Benim arkadaşlarım hapiste gerizekalı sen ne beyazlığından bahsediyorsun? (doğru bu arada bu arkadaşlarım, akademisyen olanlar filan hapisteydi, beraat ettiler)
Sonra da cıldırmış gibi şu cumleyi bağırarak tekrar ettim mekanın ortasında:
Ben tecavuze uğradım. Ben tecavuze uğradım gerizekalı. Ben tecavuze uğradım.
Bir yandan da cocuğa birkac tokat attım. (Asla bundan gurur duymuyorum).
Bunları yaparken sanki ben ben değildim. Bedenimin dışına cıkmış gibi benliğim, dışardan, tepeden, bağırarak cığlıklar atarak tokat atan kadını izliyor oyle. Sanki bir yabancıyı izliyor gibi, hafifce gulerek. "Ne yapıyor lan bu?" diyerek. Cok tuhaftı. Hayatımda hic boyle bir şey yaşamadım. Bir daha da yaşamam galiba.
Neyse mekandaki garsonlar cok kibar bir şekilde dışarı cıkardı beni. Sendeleye sendeleye, icim boşalmış gibi evime yuruyorum, bir baktım arkamdan geliyor.
Bana vurdun hem de 4 5 kere, farkında mısın? dedi.
İnanılmaz sakin bir şekilde: "Evet, ozur dilerim" dedim.
"Şu an beni seni taciz etti sanıyorlar, beni bir daha mekana almayacaklar, geri gelir misin benimle?" diye sordu.
Yine aşırı sakin bir şekilde: "Alırlar mı ki geri?" dedim.

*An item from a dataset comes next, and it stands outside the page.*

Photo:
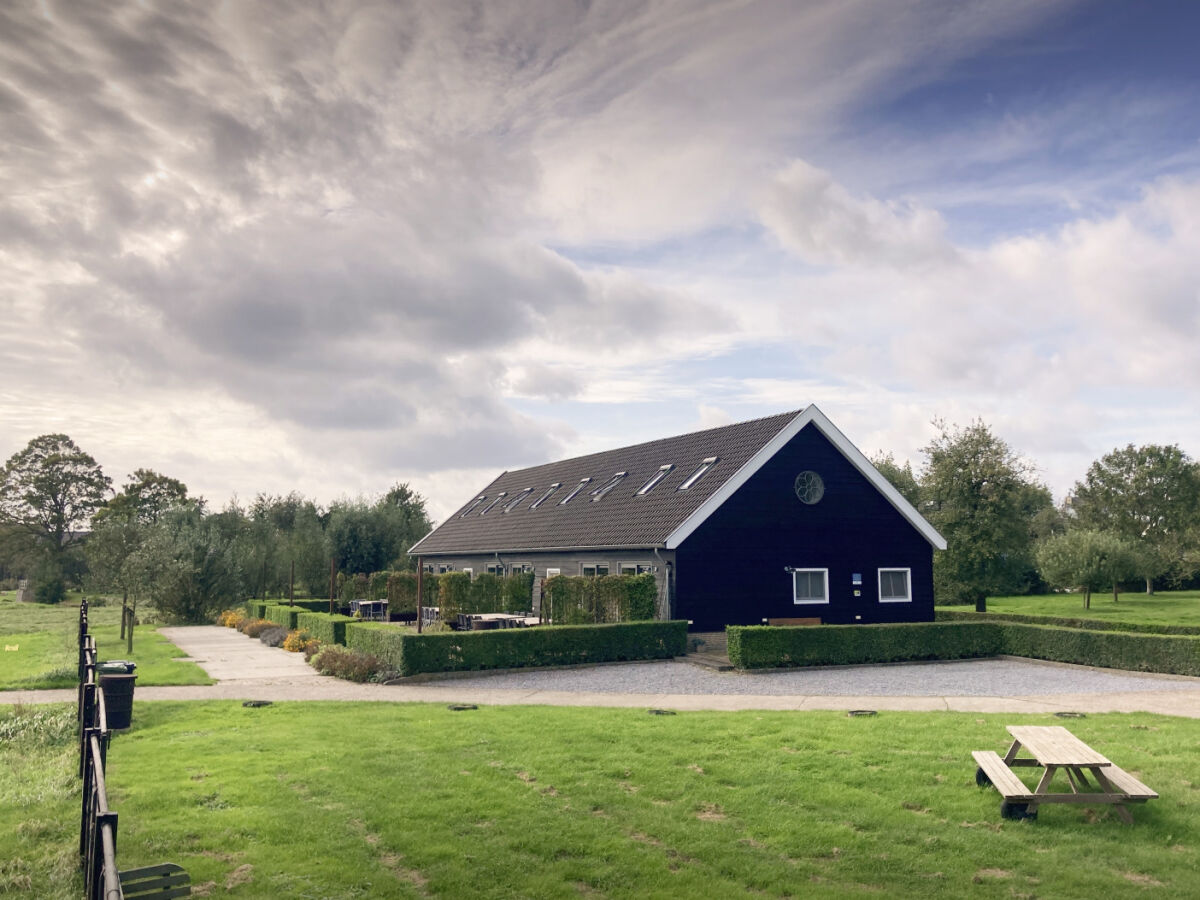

Sonra gercekten gittim adamla tekrar iceri girdim, yarım saat oyle sakince oturduk, sonra cıktım.
Ertesi sabah midem bu yaşanan olaylardan (ve ictiğim cinlerden, votkalardan) o kadar bulanıyordu ki adamı engelledim.
Bir yandan kendime "sen şiddete karşı birisin, bir insana nasıl vurursun?" diyordum, acaba bende şiddet eğilimi mi var, normal değil miyim, diyordum, aşırı utanıyordum.
Bir yanım ise, "Aman o da hak etti, engelle gec, durma uzerinde, unut gitsin, kadının tokadı ile erkeğinki aynı acıtmaz" diyordu.
Sonrasında bu duşuncemden de utanıyordum, şiddetin kadını erkeği olmaz diye. Sonra aklıma oncesinde beni taciz ettiği geliyordu. Sonra yine kendime sinirleniyordum neden acık acık hayır demedim diye.
Yani butun manipulator erkekleri kendime cekiyor olamam. Neden hep bu hikayeler benim başıma geliyor? Ya birinden cok hoşlanıyorum ve yuz bulamıyorum ya da bendeki zayıflığın kokusunu alan erkekler gelip suclu hissettirerek bir şeyler koparmaya calışıyor (para veya seks).
Altı senedir yalnızım. O heriften hemen sonra cok daha iyi kalpli, kendim gibi yengec burcu bir erkekle cıktım. O da 16 yaşında tecavuze uğramıştı. Hala arkadaşız. Gecenlerde Turkiye'ye gittiğimde buluştuk.
Sonsuza kadar yalnız kalmaktan korkuyorum, dedim ona.
Bence yalnızlıktan korkma, yanlış insanlarla beraber olmaktan kork, yalnız da kalmayacaksın, takma kafana bunları dedi.
Bazen diyorum ki yalnız olmak, bir ilişki icerisinde olmamak en iyisi şu an belki de. Kendime donmek, kendi yaralarımı sarmak. Altı yıl mı artık neyse, belki bir altı yıl daha sursun, ne olacak ki, diyorum, sen kendine don, kendini sev diyorum. Haklıyım da bence.
Neden anlattım bunları bilmiyorum. Ama icimi dokmek iyi geldi. İyi ki varsın KK.